The Sensory Order: An Inquiry into the Foundations of Theoretical Psychology (University of Chicago Press, 1952, 1976)

This book was written decades after he first thought about the subject. Raised in Vienna by a family of scientists, Hayek’s first thoughts on such matters came to him while dissecting frogs, if I recall correctly.

From Hayek’s preface to the book:

“In the end it was concern with the logical character of social theory which forced me to re-examine systematically my ideas on theoretical psychology.

From the Introduction by Heinrich Kluver:

“According to Dr Hayek, sensory perception must be regarded as an act of classification. What we perceive are never unique properties of individual objects, but always only properties which the objects have in common with other objects. Perception is thus always an interpretation, the placing of something into one or several classes of objects. …

“The qualities which we attribute to the experienced objects are, strictly speaking, not properties of objects at all, but a set of relations by which our nervous system classifies them. …

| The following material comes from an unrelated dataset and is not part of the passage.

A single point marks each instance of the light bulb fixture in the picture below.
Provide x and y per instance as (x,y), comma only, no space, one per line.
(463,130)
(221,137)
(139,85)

“Every sensation, even the ‘purest,’ must therefore be regarded as an interpretation of an event in the light of the past experience of the individual or the species. …

“‘Mind’ for him has turned into a complex of relations; it is simply ‘a particular order of a set of events taking place in some organism and in some manner related to, but not identical with, the physical order of events in the environment’. …

“At the same time it is to be clearly understood that at least a certain part of what we know at any moment about the external world is not learned by sensory experience, but is rather implicit in the means through which we can obtain such experience; that is, it is determined by the order of the previously established apparatus of classification. To express it differently, there is, on every level, a part of our knowledge which, although it is the result of experience, cannot be controlled by experience because it constitutes the ordering principle. ...

Narr said...

Morning y'all. I kinda expected fireworks.

But I see everyone took my comments in the spirit I made them. I'm not a debunker of faith--what a quixotic enterprise! And I have no overarching theory to explain--explain!--what my little AMB perceives in its all-too-brief moment.

I'm an epistemological moderate: personally I've never experienced and do not perceive the reality of the extremes of perception in which terms like salvation and atonement, or cosmological constant and wave function are relevant to how or why I live.

I do read and take seriously all good faith critique.